Apparently she was. It had been two years since her husband Pete had  been killed in a wreck at Talladega and yes, damn it, she was lonely. "I  just want some company, Suz.

Someone to go to dinner and the movies with. He's good for that."

"So he's your manpanion. A male companion."

Accurate, Tamara supposed, yet that sounded so totally unappealing, she  had to wonder if she really had any clue what she actually wanted.

She shifted so that a member of the catering staff could clear the table  behind them. They really should be mingling, not standing in the corner  talking about her sex life-or lack thereof. But Tamara was feeling  downright cranky and fussy as she started to realize that this  weekend-which was supposed to be a test-drive of her relationship with  Geoffrey and if they could take it to the next level-had her sucking  down wine for fortification. And she was stuck with him for another  twenty-four more hours. At least the next day Pete's parents were  dropping her kids at the track to watch the race, and they would serve  as a welcome distraction from Geoffrey's lectures on the negative effect  of corporate sponsorship on professional sports. However, that was  tomorrow, and tonight there was no denying she was dreading going back  to the hotel room with him.

Time to throw the caution flag if anticipating a night in a hotel with a  man and no kids to interrupt just made her want to turn tail and run.

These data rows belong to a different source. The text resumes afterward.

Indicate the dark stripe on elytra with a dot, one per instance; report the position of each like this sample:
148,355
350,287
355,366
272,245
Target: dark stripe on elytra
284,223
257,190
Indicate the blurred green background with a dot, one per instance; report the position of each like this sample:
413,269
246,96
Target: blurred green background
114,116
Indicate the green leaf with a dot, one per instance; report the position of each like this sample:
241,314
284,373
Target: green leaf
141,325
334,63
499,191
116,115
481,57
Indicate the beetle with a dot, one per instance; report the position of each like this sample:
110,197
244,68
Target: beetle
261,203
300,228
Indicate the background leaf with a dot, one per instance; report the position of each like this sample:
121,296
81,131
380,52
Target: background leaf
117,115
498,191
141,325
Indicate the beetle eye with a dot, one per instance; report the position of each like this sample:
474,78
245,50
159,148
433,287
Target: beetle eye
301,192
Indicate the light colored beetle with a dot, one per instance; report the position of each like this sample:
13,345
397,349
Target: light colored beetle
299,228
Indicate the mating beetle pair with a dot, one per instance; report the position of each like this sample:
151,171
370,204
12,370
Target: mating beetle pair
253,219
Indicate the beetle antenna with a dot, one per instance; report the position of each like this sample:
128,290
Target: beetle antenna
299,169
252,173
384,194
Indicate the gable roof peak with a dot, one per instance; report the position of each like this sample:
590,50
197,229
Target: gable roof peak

She was also thinking that if she needed her kids as a shield between  her and her boyfriend just to sit through a four-hour race, there was a  big old problem. It really didn't make any sense. Geoff was a nice guy  and she liked him. Truly and genuinely liked him as a human being. He  was solid and caring and safe. Exactly what she wanted this time around  the relationship track. He had been nothing but kind and tender to her,  and this was how she reacted? By wincing at the thought of sliding into  bed naked with him?

She needed to be kicked in the head.

Or maybe she just needed more wine.

But the truth was, you couldn't force chemistry between two people, and  she had been pretending that she could. Since she wrestled everything  else in her life into submission, she had figured this would work the  same way. Unfortunately, her libido wasn't listening and refused to  ignite.

"Manpanion in the goofiest word I've ever heard," Tamara said, turning  and exchanging her empty glass for a full one, not even able to bring  herself to feel guilty about it. She was starting to feel a little  desperate.

"It fits him. Goofy."

"Don't hold back. Tell me how you really feel about him." Bad enough  that she knew he was basically a nerd, did Suzanne have to point it out,  too?

That brought a contrite expression to Suzanne's face. Her friend, the  one who had stood there in the hospital with her and held her hand when  the doctors told her that Pete was dead, squeezed her hand now. "I'm  sorry, sweetie, I'm being rude, aren't I? I just want you to be happy,  and you really don't look happy. He's not your type at all. You're a  driver's wife, Tammy."

Tamara felt her chest tighten. "Was. I was a driver's wife. I said I  wouldn't go there again, Suz, you know that. I'd rather have boring than  live with that fear again. I don't want a life where racing consumes  every minute of every day anymore." She had loved the sport, still did,  but this time around she needed a man with a regular nine-to-five job,  who came home for dinner, and who cut the grass on the weekend. A man  who didn't drive around the track at one hundred and eighty-five miles  an hour every weekend, tempting fate. She meant that.